Zajmowało jedną z największych ścian. Został na nim uwieczniony wściekły smok
palący wszystko w zasięgu jego wzroku. Zaraz obok został narysowany ponownie
przy trójce ludzi. Później sam jego pysk przysunięty do twarzy młodej kobiety.
Zmrużone, złote oczy stworzenia przerażały. Ostatnią częścią fresku był obraz
młodej dziewczyny ubranej w jasną suknię, która była otoczona jasnym światłem.

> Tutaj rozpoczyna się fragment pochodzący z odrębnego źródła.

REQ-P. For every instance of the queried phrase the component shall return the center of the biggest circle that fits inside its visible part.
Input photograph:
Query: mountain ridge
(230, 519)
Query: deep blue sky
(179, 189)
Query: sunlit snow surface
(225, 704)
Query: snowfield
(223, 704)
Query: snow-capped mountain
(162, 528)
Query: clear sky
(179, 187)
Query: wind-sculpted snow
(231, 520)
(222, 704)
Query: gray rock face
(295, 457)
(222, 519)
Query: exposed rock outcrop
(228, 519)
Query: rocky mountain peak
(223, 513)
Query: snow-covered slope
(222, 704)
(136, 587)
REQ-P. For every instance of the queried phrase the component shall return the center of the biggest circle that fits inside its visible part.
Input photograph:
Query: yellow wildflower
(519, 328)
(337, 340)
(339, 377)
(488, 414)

Jej twarz wyrażała spokój, szczęście, postawa postaci świadczyła o śpiewie.
„Co to jest, mistrzyni?”
„To moja droga nasza powinność” –
odpowiedziała różowowłosa spokojnym głosem. – „Coś o czym nie wolno nam
zapomnieć. A teraz, w obliczu smoka i pierwszej wyroczni powiedz, co widziała
nasza Pani?”
Brązowowłosa chwilę stała w ciszy. Zbierała myśli
wpatrując się w drugą część rysunku. Po chwili wahania wskazała na jedną z
trzech widniejących tam postaci.
„Wielka i wszech władna Wyrocznia
powiedziała, że kolejna Diva… może go sprowadzić.”

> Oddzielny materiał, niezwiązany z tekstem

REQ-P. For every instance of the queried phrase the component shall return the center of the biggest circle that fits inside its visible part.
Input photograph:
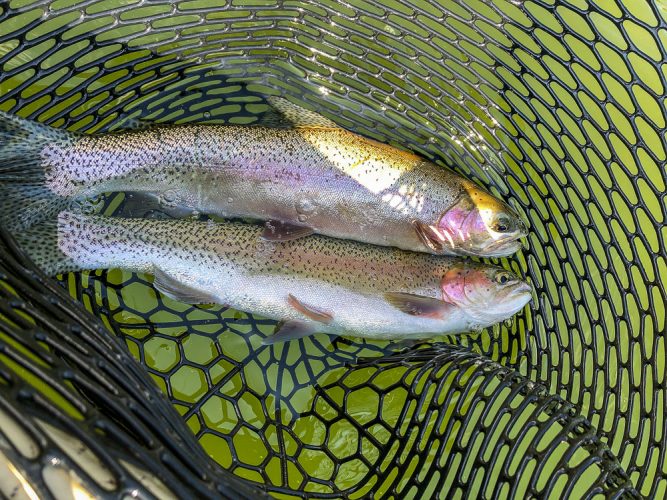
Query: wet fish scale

„Może, ale nie musi” – zwróciła uwagę Luka.
„Dlatego jesteś potrzebna. Wielmożna
Wyrocznia, obawia się, że wśród męskiej części akademii ukrywa się on.”
„To rzeczywiście nie są dobre wieści.
Wyruszam z tobą w drogę, gdy tylko przejdzie najgorsza nawałnica. Nie możemy
lekceważyć sił przyrody.”
„Rozumiem” – powiedziała brązowooka kłaniając
się przed mistrzynią. Kobieta tylko kiwnęła głową i zawróciła w stronę schodów.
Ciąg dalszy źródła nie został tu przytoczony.